Modest economic growth limits salary gains in 2015: Conference Board

More employers having trouble recruiting, retaining

Canadian organizations are planning moderate base salary increases for 2015 in response to Canada's sluggish economic growth, according to the Conference Board of Canada.

The average pay increase for non-unionized employees is projected to be 2.9 per cent next year, one percentage point higher than the forecasted inflation rate for 2015, according to Compensation Planning Outlook 2015.

"The good news is that most Canadian organizations are planning salary increases for 2015. However, employers remain cautious about Canada's economic performance and are opting for the same modest wage increases seen in the past few years," said Ian Cullwick, vice-president of leadership and human resources research at the Conference Board of Canada.

Once again, Saskatchewan and Alberta employers will lead the nation with projected average increases of 3.6 per cent and 3.5 per cent, respectively. The lowest average increases are expected in the Atlantic provinces, at 2.3 per cent, followed by Ontario, at 2.5 per cent.

By industry, the highest average increase is expected to be in the oil and gas, sector, at 3.9 per cent, while the health sector will have the lowest average increases, at 2.2 per cent, found the survey of 382 organizations.

"Although more organizations are starting to report challenges recruiting and retaining employees, we're still not back up to pre-recession levels, when close to three-quarters of organizations experienced difficulty in this area," said Cullwick.

Sixty-four per cent of employers said they are experiencing difficulty recruiting and retaining employees this year, up from 58 per cent in the previous year.

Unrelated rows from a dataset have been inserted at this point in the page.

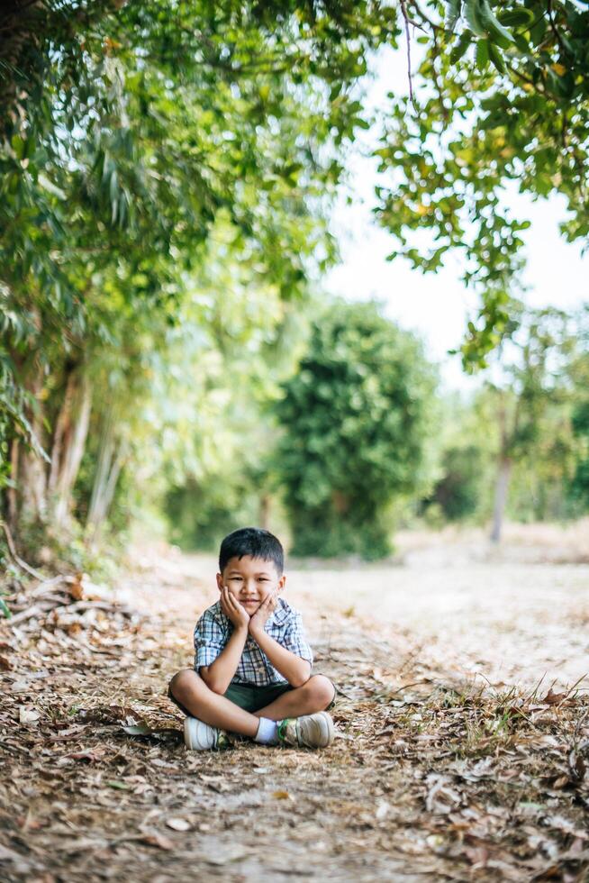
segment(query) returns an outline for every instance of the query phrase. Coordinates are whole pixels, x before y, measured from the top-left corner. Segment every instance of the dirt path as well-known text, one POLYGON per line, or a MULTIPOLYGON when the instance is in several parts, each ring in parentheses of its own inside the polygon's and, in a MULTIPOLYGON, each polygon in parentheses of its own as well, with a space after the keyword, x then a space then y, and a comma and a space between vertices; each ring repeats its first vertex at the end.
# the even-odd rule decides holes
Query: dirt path
MULTIPOLYGON (((86 587, 86 608, 64 604, 0 635, 3 879, 585 878, 586 694, 519 695, 473 678, 498 665, 502 679, 509 669, 523 682, 532 650, 534 667, 558 656, 546 641, 542 651, 538 622, 568 622, 572 593, 570 609, 586 611, 582 569, 566 571, 568 583, 554 571, 541 592, 545 571, 526 583, 505 570, 503 595, 485 605, 483 562, 470 580, 476 614, 453 569, 444 630, 444 605, 428 602, 441 578, 431 561, 294 570, 291 600, 316 669, 342 691, 340 737, 315 753, 244 742, 201 754, 181 744, 164 687, 190 664, 214 562, 150 554, 139 565, 116 593, 139 614, 101 609, 86 587), (498 659, 494 642, 520 602, 528 613, 508 633, 520 652, 498 659), (157 732, 124 729, 142 724, 157 732)), ((570 627, 575 647, 585 633, 570 627)))

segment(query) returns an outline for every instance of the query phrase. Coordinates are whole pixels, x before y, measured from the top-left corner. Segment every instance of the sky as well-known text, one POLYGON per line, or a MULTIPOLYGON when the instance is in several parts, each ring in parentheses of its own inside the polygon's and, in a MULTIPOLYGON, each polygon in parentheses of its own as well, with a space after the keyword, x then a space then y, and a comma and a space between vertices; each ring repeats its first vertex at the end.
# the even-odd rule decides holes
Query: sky
MULTIPOLYGON (((384 103, 387 92, 406 91, 404 51, 381 53, 374 62, 374 74, 367 90, 369 107, 384 103)), ((350 183, 342 190, 331 221, 341 262, 330 271, 325 287, 349 299, 382 301, 385 315, 424 340, 429 356, 439 363, 446 388, 473 389, 480 384, 480 377, 466 376, 459 357, 449 356, 448 350, 460 344, 467 322, 476 315, 477 297, 460 281, 457 259, 450 258, 435 275, 412 269, 401 258, 385 259, 394 241, 372 219, 378 173, 376 162, 362 155, 376 145, 376 132, 367 132, 363 143, 350 150, 350 183), (346 204, 348 193, 353 197, 351 205, 346 204)), ((531 222, 521 233, 528 257, 524 281, 530 289, 525 302, 562 309, 589 302, 589 253, 583 258, 581 243, 566 242, 558 232, 558 222, 565 217, 564 199, 556 196, 533 203, 514 192, 508 204, 514 214, 531 222)))

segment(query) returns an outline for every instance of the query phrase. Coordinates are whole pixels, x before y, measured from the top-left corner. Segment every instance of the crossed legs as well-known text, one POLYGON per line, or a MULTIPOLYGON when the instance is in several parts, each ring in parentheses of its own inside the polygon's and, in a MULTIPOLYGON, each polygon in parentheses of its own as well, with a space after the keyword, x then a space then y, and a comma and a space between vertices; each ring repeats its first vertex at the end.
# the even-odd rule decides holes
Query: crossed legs
POLYGON ((210 726, 239 733, 250 739, 258 733, 260 717, 281 721, 285 717, 313 715, 327 708, 335 695, 335 688, 329 678, 323 675, 313 675, 303 687, 283 693, 269 705, 252 715, 224 696, 213 693, 192 669, 178 671, 169 686, 174 698, 194 717, 210 726))

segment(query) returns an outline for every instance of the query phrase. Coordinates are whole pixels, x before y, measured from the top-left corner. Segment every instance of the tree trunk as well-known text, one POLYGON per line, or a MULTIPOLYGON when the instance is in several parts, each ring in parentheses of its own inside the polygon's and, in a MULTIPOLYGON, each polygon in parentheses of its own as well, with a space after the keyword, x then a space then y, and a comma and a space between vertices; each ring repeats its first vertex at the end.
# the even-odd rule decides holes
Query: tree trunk
POLYGON ((16 483, 19 480, 18 475, 18 456, 19 456, 19 447, 20 442, 18 436, 15 436, 10 443, 10 480, 11 484, 6 488, 6 499, 8 503, 8 527, 13 532, 16 533, 16 527, 18 523, 18 496, 16 493, 16 483))
MULTIPOLYGON (((92 387, 87 378, 82 377, 75 399, 77 400, 77 414, 71 421, 71 425, 66 427, 66 444, 63 456, 60 458, 59 471, 55 481, 57 496, 54 516, 58 525, 64 524, 69 516, 72 491, 84 456, 84 448, 88 434, 92 408, 92 387)), ((65 405, 66 403, 64 402, 65 405)), ((73 409, 74 405, 72 405, 71 407, 73 409)), ((59 417, 61 417, 61 413, 59 417)))
POLYGON ((51 468, 50 469, 48 484, 50 494, 55 493, 58 486, 59 469, 62 465, 61 451, 64 445, 64 439, 66 439, 66 437, 71 432, 72 410, 74 407, 75 394, 76 376, 73 371, 70 371, 68 375, 66 392, 63 396, 63 402, 61 403, 61 407, 59 408, 59 414, 58 414, 58 419, 55 423, 55 431, 53 432, 53 444, 51 446, 51 468))
POLYGON ((507 503, 507 491, 509 489, 509 480, 512 476, 512 460, 504 457, 499 462, 499 470, 495 483, 495 499, 493 509, 492 542, 499 542, 501 539, 501 529, 503 523, 503 513, 505 512, 505 504, 507 503))
POLYGON ((262 494, 259 501, 259 526, 267 531, 270 523, 270 495, 262 494))
POLYGON ((126 458, 126 443, 120 442, 118 450, 116 448, 114 418, 110 410, 104 418, 86 521, 86 524, 92 528, 93 539, 98 535, 100 527, 108 515, 119 474, 126 458))
POLYGON ((44 426, 41 393, 43 391, 42 369, 37 368, 29 391, 36 399, 36 406, 31 416, 31 429, 34 439, 33 447, 20 445, 17 464, 19 475, 19 511, 16 526, 44 522, 47 517, 47 473, 49 460, 43 451, 44 426))

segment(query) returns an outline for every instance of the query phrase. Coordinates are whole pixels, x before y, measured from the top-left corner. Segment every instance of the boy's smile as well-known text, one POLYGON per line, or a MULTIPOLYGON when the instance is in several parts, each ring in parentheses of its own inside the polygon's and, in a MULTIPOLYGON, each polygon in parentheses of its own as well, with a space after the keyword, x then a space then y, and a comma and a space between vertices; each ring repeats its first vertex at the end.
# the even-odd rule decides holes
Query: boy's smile
POLYGON ((226 586, 251 616, 267 595, 284 587, 285 579, 284 574, 278 576, 274 561, 243 555, 229 560, 222 574, 217 574, 217 586, 219 591, 226 586))

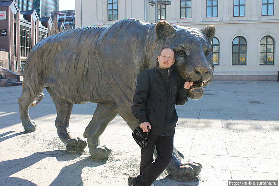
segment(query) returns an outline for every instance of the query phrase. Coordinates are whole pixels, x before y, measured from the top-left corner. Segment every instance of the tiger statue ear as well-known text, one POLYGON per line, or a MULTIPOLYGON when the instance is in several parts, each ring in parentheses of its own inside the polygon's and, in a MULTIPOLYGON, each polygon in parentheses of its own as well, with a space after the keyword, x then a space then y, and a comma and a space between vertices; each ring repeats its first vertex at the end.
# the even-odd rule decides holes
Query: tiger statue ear
POLYGON ((165 38, 175 32, 175 29, 173 26, 165 21, 157 23, 155 27, 155 30, 158 40, 165 38))
POLYGON ((209 25, 200 29, 202 33, 207 36, 207 39, 210 43, 215 35, 215 27, 213 25, 209 25))

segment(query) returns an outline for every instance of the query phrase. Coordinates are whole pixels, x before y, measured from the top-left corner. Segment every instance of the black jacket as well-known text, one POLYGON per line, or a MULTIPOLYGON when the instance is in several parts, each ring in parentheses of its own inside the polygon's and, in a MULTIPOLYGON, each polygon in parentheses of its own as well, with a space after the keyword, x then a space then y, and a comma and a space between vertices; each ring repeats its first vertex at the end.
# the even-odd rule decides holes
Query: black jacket
POLYGON ((153 68, 154 78, 151 85, 148 70, 138 77, 132 113, 138 119, 139 124, 149 122, 152 134, 173 135, 178 120, 175 105, 185 104, 189 89, 183 87, 178 74, 171 67, 169 69, 158 67, 153 68))

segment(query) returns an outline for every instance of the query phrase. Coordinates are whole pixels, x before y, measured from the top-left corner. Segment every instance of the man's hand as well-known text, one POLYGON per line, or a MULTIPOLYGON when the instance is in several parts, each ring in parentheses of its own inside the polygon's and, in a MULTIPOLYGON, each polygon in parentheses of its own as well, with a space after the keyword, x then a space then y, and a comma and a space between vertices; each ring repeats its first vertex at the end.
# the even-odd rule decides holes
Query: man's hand
POLYGON ((190 87, 194 84, 194 83, 191 81, 186 81, 184 84, 184 85, 183 87, 184 88, 186 89, 190 89, 190 87))
POLYGON ((140 127, 142 128, 144 132, 147 132, 148 131, 147 129, 147 126, 149 126, 149 129, 151 129, 151 125, 148 121, 144 122, 140 124, 140 127))

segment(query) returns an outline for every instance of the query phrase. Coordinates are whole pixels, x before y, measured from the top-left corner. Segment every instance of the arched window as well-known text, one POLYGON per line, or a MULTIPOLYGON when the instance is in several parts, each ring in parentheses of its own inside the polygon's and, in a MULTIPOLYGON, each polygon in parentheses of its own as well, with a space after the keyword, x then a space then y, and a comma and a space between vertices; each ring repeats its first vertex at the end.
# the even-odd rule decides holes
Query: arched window
POLYGON ((211 47, 212 48, 212 54, 213 55, 213 63, 215 65, 219 65, 219 48, 220 44, 217 38, 213 37, 211 42, 211 47))
POLYGON ((260 65, 274 64, 274 40, 265 36, 260 43, 260 65))
POLYGON ((232 64, 246 65, 246 40, 242 37, 238 36, 232 41, 232 64))
POLYGON ((118 19, 117 0, 108 1, 108 20, 109 21, 118 19))

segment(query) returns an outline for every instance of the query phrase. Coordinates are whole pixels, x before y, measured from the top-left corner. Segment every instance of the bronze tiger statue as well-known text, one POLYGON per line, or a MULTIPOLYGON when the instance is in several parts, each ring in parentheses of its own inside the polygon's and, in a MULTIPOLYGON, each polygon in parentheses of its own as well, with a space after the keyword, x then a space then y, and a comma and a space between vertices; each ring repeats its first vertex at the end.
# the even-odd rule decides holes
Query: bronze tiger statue
MULTIPOLYGON (((138 126, 131 109, 137 78, 155 66, 162 47, 173 49, 176 70, 184 81, 194 82, 188 97, 201 97, 202 87, 212 80, 211 42, 215 34, 213 25, 200 30, 164 21, 154 24, 130 19, 110 27, 77 28, 47 37, 34 46, 26 63, 18 99, 24 129, 36 129, 28 108, 41 99, 41 92, 46 88, 56 108, 55 124, 59 138, 67 150, 83 150, 86 142, 73 138, 69 129, 73 104, 97 103, 83 136, 93 157, 106 158, 111 150, 100 145, 100 136, 118 114, 132 130, 138 126)), ((167 170, 181 179, 197 176, 201 168, 199 163, 185 160, 174 148, 167 170)))

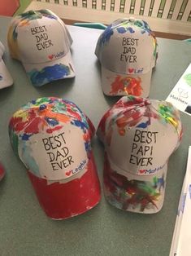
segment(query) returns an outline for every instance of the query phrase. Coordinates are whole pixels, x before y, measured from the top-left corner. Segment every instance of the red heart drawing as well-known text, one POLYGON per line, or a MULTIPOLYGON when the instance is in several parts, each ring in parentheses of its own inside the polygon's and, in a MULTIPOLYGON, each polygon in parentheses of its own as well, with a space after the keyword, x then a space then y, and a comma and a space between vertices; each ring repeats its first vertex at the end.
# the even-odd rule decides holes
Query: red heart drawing
POLYGON ((134 71, 134 68, 128 68, 128 70, 131 73, 132 73, 134 71))
POLYGON ((66 175, 67 175, 67 176, 70 176, 71 173, 72 173, 72 170, 68 170, 68 171, 66 171, 66 175))
POLYGON ((49 57, 50 60, 52 60, 54 58, 54 55, 48 55, 48 57, 49 57))

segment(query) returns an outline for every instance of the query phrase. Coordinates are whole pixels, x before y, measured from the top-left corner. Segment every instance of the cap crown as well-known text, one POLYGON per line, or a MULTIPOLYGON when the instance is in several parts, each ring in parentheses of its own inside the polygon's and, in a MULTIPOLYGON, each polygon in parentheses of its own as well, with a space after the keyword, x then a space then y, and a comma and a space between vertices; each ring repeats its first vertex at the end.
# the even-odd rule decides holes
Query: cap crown
POLYGON ((182 127, 170 103, 124 96, 102 117, 98 134, 121 174, 150 175, 178 147, 182 127))
POLYGON ((118 20, 101 34, 95 54, 106 68, 124 74, 146 73, 155 65, 157 41, 141 20, 118 20))
POLYGON ((13 114, 9 124, 11 143, 36 176, 67 182, 87 170, 94 131, 89 121, 72 102, 37 99, 13 114))
POLYGON ((24 64, 63 57, 72 43, 64 23, 50 10, 29 11, 13 18, 7 40, 11 56, 24 64))

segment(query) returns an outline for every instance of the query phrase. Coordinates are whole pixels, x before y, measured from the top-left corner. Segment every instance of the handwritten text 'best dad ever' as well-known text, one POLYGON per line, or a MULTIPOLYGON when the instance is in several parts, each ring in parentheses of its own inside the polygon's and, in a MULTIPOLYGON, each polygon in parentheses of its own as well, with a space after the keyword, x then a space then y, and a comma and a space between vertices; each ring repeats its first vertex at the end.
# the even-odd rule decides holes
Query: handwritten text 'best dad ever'
POLYGON ((38 51, 53 46, 52 40, 49 39, 46 25, 31 28, 31 33, 36 38, 38 51))

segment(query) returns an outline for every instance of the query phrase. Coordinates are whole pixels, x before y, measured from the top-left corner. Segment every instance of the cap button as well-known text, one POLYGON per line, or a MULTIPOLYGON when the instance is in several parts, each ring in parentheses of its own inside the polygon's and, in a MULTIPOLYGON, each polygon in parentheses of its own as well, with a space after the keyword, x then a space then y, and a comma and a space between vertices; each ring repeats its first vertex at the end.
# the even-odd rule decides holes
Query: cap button
POLYGON ((39 110, 41 111, 41 110, 44 110, 46 108, 46 104, 41 104, 40 107, 39 107, 39 110))
POLYGON ((28 11, 28 13, 30 15, 33 15, 35 14, 35 11, 33 11, 33 10, 30 10, 30 11, 28 11))

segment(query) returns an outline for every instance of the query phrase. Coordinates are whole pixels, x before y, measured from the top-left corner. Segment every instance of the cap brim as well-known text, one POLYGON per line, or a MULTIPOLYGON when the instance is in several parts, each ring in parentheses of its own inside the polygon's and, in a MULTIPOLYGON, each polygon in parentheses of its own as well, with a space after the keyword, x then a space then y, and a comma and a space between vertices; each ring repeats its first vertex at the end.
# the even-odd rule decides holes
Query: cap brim
POLYGON ((102 86, 106 95, 128 95, 148 97, 152 69, 145 74, 124 74, 111 71, 102 66, 102 86))
POLYGON ((50 182, 28 171, 39 203, 48 217, 53 219, 68 218, 81 214, 98 204, 101 199, 100 184, 92 152, 86 168, 87 170, 81 170, 84 173, 82 176, 68 182, 50 182))
POLYGON ((150 169, 153 174, 145 175, 148 170, 140 170, 140 174, 133 174, 120 170, 105 153, 105 196, 112 205, 126 211, 157 213, 163 205, 167 170, 165 163, 159 170, 150 169))
MULTIPOLYGON (((49 58, 53 58, 53 55, 49 58)), ((34 86, 41 86, 52 81, 75 77, 70 51, 63 58, 43 64, 23 63, 23 65, 34 86)))
POLYGON ((2 60, 0 60, 0 89, 11 86, 13 79, 2 60))

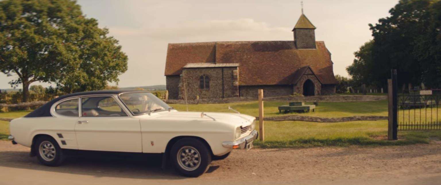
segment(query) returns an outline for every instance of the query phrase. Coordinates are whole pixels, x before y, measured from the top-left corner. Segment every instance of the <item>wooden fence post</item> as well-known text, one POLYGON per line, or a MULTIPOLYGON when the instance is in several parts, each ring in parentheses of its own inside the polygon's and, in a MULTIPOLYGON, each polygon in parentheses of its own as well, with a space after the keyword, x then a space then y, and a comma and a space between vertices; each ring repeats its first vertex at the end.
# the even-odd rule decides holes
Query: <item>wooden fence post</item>
POLYGON ((392 79, 388 79, 388 101, 389 121, 388 124, 388 139, 396 140, 398 139, 398 87, 396 82, 396 70, 392 70, 392 79))
POLYGON ((262 141, 265 140, 263 126, 263 90, 258 90, 259 97, 259 139, 262 141))

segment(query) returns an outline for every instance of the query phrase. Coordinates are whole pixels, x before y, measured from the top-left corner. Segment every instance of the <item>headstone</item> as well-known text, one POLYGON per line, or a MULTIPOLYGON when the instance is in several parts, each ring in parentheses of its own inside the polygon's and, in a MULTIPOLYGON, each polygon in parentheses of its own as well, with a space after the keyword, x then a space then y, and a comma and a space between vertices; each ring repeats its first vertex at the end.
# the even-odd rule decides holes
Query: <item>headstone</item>
POLYGON ((363 93, 363 95, 366 95, 366 93, 367 93, 366 91, 366 84, 363 84, 361 85, 361 91, 363 93))
POLYGON ((420 95, 432 95, 432 90, 421 90, 419 91, 420 95))

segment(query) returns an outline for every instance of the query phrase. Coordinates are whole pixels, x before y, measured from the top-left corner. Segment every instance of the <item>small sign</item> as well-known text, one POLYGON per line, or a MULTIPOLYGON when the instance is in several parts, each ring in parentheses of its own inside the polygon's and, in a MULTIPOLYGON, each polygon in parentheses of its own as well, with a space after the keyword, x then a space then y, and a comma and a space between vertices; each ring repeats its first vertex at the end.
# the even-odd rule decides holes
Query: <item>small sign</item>
POLYGON ((419 91, 420 95, 432 95, 432 90, 421 90, 419 91))

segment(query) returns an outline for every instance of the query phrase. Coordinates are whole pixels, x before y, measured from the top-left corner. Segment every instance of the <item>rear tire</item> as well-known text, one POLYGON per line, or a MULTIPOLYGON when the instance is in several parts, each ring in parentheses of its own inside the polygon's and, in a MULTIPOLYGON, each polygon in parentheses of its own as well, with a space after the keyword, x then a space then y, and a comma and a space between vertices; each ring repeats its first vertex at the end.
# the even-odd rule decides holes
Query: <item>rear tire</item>
POLYGON ((211 162, 207 146, 197 139, 181 139, 173 145, 171 151, 175 169, 184 176, 199 177, 207 171, 211 162))
POLYGON ((34 145, 40 163, 49 166, 60 166, 64 160, 63 150, 51 137, 43 136, 37 138, 34 145))
POLYGON ((225 154, 224 154, 220 156, 213 155, 213 156, 211 158, 211 159, 213 161, 224 160, 225 159, 225 158, 228 157, 228 156, 230 155, 230 154, 231 153, 231 152, 230 151, 229 152, 228 152, 225 154))

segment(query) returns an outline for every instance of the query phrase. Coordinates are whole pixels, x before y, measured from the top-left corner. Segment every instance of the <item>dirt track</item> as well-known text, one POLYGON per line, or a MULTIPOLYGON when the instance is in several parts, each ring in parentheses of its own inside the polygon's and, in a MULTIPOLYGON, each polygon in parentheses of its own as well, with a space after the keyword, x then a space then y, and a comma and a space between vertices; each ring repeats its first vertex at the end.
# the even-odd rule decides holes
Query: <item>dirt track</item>
POLYGON ((198 178, 161 169, 158 159, 75 158, 40 165, 28 148, 0 141, 0 184, 440 184, 441 142, 374 147, 235 151, 198 178))

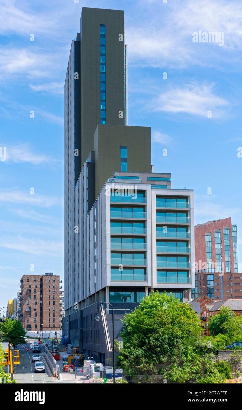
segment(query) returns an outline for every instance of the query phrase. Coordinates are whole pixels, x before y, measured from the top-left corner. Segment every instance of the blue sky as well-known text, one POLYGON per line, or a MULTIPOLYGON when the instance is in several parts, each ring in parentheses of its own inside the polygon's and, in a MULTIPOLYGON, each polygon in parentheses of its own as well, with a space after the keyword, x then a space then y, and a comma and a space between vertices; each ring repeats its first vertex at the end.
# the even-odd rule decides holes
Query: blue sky
POLYGON ((242 271, 241 2, 2 0, 0 306, 32 264, 63 279, 63 87, 83 6, 124 10, 129 124, 151 127, 155 171, 194 189, 196 223, 232 217, 242 271), (193 42, 200 30, 224 45, 193 42))

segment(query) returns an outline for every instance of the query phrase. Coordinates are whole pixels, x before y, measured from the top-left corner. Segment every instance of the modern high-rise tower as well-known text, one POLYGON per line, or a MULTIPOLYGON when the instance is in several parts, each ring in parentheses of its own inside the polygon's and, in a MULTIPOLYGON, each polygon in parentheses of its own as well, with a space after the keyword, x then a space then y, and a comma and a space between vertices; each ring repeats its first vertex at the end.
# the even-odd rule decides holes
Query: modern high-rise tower
POLYGON ((127 125, 122 11, 84 8, 65 83, 65 316, 80 353, 107 363, 111 310, 120 318, 152 289, 195 287, 193 191, 152 172, 150 129, 127 125))

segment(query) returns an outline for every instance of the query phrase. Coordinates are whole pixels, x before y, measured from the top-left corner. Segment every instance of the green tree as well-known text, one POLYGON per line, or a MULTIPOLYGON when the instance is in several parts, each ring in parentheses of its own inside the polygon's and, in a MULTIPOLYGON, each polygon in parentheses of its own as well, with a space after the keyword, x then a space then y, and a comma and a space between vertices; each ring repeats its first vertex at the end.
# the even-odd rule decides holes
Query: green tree
POLYGON ((18 343, 24 343, 24 337, 27 332, 18 320, 7 318, 0 324, 1 342, 9 342, 14 348, 18 343))
POLYGON ((225 335, 229 339, 237 339, 236 341, 242 338, 242 317, 233 314, 228 307, 222 308, 219 313, 209 318, 208 330, 212 336, 225 335))
POLYGON ((119 363, 127 374, 156 374, 161 363, 189 357, 201 332, 191 306, 172 295, 152 292, 125 315, 119 363))

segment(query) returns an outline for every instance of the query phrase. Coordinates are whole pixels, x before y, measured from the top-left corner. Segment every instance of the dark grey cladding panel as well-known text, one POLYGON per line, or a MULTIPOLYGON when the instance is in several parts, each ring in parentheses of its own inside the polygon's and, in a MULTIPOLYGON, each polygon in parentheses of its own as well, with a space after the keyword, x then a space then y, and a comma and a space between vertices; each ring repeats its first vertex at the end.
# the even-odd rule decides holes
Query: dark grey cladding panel
POLYGON ((82 163, 94 149, 94 133, 100 122, 100 24, 106 26, 106 123, 124 124, 124 12, 84 7, 81 19, 82 163), (120 111, 122 118, 119 116, 120 111))

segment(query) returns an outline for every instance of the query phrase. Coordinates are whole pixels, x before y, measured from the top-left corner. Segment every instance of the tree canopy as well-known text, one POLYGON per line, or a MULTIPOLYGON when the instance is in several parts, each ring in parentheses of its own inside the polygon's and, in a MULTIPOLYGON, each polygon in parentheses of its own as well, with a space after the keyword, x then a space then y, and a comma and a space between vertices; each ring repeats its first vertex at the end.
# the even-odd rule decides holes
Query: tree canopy
POLYGON ((242 317, 233 314, 229 307, 221 308, 219 313, 209 318, 208 330, 212 336, 226 335, 235 341, 242 340, 242 317))
POLYGON ((18 320, 7 318, 1 322, 0 337, 1 342, 10 342, 15 348, 18 343, 24 343, 26 332, 18 320))
POLYGON ((159 363, 187 355, 201 332, 191 307, 166 292, 142 299, 124 324, 120 360, 128 373, 152 371, 159 363))

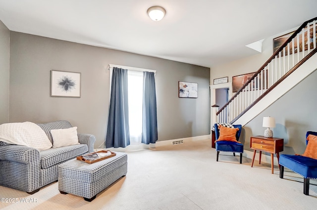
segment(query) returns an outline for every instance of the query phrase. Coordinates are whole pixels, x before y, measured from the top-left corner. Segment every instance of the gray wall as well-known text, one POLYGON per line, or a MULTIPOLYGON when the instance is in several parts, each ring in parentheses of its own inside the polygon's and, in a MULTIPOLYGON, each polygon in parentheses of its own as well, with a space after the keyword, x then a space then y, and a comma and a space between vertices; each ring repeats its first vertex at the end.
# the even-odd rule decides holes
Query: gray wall
POLYGON ((157 70, 159 141, 210 133, 208 68, 12 31, 10 52, 10 122, 68 120, 95 135, 98 147, 106 133, 113 64, 157 70), (81 72, 81 97, 50 97, 52 69, 81 72), (178 81, 198 83, 198 98, 178 98, 178 81))
POLYGON ((264 116, 275 118, 276 127, 271 128, 274 137, 284 139, 282 153, 303 154, 306 148, 308 131, 317 131, 317 71, 312 73, 285 95, 247 123, 245 149, 250 149, 250 137, 263 135, 266 128, 262 127, 264 116))
POLYGON ((0 21, 0 124, 9 121, 10 31, 0 21))

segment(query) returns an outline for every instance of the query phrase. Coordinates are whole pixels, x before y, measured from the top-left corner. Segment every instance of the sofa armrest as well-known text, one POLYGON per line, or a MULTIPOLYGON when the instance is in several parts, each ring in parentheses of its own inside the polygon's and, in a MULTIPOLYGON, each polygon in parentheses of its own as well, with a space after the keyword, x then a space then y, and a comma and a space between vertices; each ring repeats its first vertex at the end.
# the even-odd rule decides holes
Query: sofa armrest
POLYGON ((30 163, 35 159, 40 162, 40 152, 36 149, 14 145, 0 147, 0 160, 30 163))
POLYGON ((79 133, 78 141, 80 144, 86 144, 88 146, 88 153, 94 152, 94 144, 96 141, 96 137, 91 134, 79 133))

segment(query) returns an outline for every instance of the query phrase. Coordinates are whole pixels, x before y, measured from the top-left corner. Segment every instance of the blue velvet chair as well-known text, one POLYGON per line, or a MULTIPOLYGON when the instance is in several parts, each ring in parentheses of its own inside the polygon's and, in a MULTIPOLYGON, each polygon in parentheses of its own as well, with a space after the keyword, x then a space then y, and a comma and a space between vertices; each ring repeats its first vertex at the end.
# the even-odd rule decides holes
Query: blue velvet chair
MULTIPOLYGON (((232 125, 236 128, 239 128, 236 134, 237 141, 239 141, 240 135, 241 133, 242 126, 241 125, 232 125)), ((216 141, 219 138, 219 132, 218 129, 218 124, 214 124, 214 133, 216 141)), ((216 151, 217 151, 217 161, 219 158, 219 153, 220 152, 233 153, 233 156, 235 156, 236 153, 240 153, 240 163, 242 163, 242 154, 243 153, 243 145, 238 142, 229 141, 219 141, 215 142, 216 151)))
MULTIPOLYGON (((317 132, 308 131, 306 139, 309 134, 317 136, 317 132)), ((308 143, 309 144, 306 140, 306 145, 308 143)), ((284 167, 304 177, 304 194, 309 195, 310 179, 317 179, 317 159, 302 156, 282 154, 279 157, 279 163, 280 166, 279 177, 283 178, 284 167)))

This number is much higher in Saskatchewan and Alberta, where 85 per cent and 78 per cent of organizations, respectively, struggle to attract and retain talent. Labour market pressure is highest in health sector where 82 per cent of organizations are facing challenges recruiting and retaining staff. This is significantly higher than last year when only 46 per cent of health organizations reported difficulties.

Short-term incentive pay practices are widely used across most industry sectors to drive individual performance, said the Conference Board. In 2014, payouts were 11 per cent of total base pay spending versus a planned target of 10.8 per cent. Similar to what was planned for last year, organizations expect to spend 10.7 per cent of total base pay on short-term incentive pay.